Teksten van Tuinwijk De Vrije Woonst

https://id.erfgoed.net/erfgoedobjecten/100344

Tuinwijk De Vrije Woonst ()

Historiek

Tuinwijk in landelijke stijl gelegen aan de westzijde van de Tervuursesteenweg, samengesteld uit de Abeelstraat, Beukstraat, Eenheidstraat, Matigheidstraat, Poedermolenstraat, Reinheidstraat, Voorzorgstraat, Vorsenborgstraat en het Vrijewoonstplein. “De Vrije Woonst” die deze wijk tot stand bracht was een huurderscoöperatie, opgericht op 13 november 1922 op initiatief van het "Nationaal Syndicaat van de Spoorwegmannen", de voorloper van A.C.O.D.-Spoor. Tot de eerste ledenaandeelhouders behoorden een groot aantal zogenaamde “mannen van het Arsenaal”, de arbeiders van de nabijgelegen Centrale Werkplaats van de NMBS. Kenmerkend voor de gemeenschapszin onder de bewoners waren de voetbalploeg (tot 1940) en de vrijwillige brandweer. De nieuwe straten, circa 1930 door de stad aangelegd, kregen ideologisch geïnspireerde namen als Matigheid-, Reinheid-, Voorzorg- en Eenheidstraat, of verwezen zoals het Vrijewoonstplein naar de huurderscoöperatie. De namen Vorsenborg- en Poedermolenstraat zijn ontleend aan historische toponiemen, respectievelijk een lusthof van Coloma en een vroegere buskruitmolen.

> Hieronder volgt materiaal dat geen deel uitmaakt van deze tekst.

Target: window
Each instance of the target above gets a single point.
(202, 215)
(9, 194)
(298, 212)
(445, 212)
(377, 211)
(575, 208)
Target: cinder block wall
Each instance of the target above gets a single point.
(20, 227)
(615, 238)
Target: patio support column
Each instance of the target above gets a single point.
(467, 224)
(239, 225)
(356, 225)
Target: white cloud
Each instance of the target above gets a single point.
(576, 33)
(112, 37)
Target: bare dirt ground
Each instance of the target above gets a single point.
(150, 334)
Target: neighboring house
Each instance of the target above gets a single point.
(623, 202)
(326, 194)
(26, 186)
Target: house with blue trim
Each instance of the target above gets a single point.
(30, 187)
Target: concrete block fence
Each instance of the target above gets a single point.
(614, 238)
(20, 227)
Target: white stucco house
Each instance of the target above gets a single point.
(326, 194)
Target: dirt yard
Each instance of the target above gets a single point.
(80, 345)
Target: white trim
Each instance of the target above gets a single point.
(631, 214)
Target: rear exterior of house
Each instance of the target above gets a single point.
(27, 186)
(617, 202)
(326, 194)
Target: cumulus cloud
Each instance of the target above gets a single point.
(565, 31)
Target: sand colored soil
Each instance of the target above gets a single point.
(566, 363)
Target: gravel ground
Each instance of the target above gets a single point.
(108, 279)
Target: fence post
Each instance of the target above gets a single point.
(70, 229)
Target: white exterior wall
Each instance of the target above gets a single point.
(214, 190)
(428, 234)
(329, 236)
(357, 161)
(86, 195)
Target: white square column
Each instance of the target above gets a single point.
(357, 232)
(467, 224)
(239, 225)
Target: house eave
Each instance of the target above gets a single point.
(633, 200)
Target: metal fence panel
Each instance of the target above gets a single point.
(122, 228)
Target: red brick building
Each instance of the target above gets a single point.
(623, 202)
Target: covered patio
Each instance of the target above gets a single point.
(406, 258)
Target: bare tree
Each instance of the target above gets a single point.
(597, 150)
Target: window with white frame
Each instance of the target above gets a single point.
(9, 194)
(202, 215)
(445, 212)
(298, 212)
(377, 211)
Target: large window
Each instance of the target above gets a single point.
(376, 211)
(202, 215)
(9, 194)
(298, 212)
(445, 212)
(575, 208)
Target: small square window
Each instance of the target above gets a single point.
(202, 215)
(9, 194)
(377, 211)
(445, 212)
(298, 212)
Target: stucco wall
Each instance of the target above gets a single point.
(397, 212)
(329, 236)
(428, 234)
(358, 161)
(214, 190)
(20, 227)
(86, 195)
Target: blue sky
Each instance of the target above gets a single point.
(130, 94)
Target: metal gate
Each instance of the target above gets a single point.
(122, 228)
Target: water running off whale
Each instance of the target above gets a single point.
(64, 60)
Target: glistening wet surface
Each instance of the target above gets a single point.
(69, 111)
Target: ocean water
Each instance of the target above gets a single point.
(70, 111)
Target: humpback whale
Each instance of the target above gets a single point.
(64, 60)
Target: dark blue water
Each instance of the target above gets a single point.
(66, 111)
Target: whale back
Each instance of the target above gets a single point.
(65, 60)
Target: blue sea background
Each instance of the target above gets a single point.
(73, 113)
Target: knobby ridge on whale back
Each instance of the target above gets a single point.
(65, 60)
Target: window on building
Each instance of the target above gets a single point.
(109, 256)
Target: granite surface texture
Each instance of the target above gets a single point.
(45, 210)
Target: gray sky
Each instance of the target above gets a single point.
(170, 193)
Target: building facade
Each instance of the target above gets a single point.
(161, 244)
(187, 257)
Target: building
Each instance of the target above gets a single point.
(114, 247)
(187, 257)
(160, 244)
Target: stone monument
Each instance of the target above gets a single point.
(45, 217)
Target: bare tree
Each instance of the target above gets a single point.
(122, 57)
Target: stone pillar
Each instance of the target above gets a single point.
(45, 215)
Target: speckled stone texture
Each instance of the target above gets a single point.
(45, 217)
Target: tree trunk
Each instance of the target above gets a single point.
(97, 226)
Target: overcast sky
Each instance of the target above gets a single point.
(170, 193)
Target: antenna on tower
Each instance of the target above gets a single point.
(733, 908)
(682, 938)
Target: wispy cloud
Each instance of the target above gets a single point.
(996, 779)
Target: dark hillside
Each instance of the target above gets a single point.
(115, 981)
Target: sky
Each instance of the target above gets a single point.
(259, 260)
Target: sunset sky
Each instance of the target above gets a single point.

De tuinwijk “De Vrije Woonst” die oorspronkelijk 252 eengezinswoningen telde, werd in 1922 ontworpen door de Brusselse architect Alfred Minner. Het project in sobere regionalistische stijl, behoort tot de belangrijkste realisaties uit zijn vroege oeuvre. Aan het einde van de Eerste Wereldoorlog was hij betrokken bij het wederopbouwproject van het Oeuvre Suisse Belge in deze streek. Later in de jaren 1920 maakte de architect naam met grootschalige gebouwencomplexen voor onderwijs en gezondheidszorg in een gematigde art-decostijl, zoals de Rijksnormaalschool (huidig Lyceum Martha Somers) in de Chrysantenstraat te Laken en het sanatorium “Imelda” van de Duffelse norbertinessen in Bonheiden. Vanaf de jaren 1930 tot op hoge leeftijd was Minner actief als restauratie-architect in het Mechelse. Gelijktijdig ontstaan met de “Le Logis-Floréal” in Watermaal-Bosvoorde en “Kapelleveld” in Sint-Lambrechts-Woluwe, behoort “De Vrije Woonst” tot de vroege toepassingen van het tuinwijkprincipe in België.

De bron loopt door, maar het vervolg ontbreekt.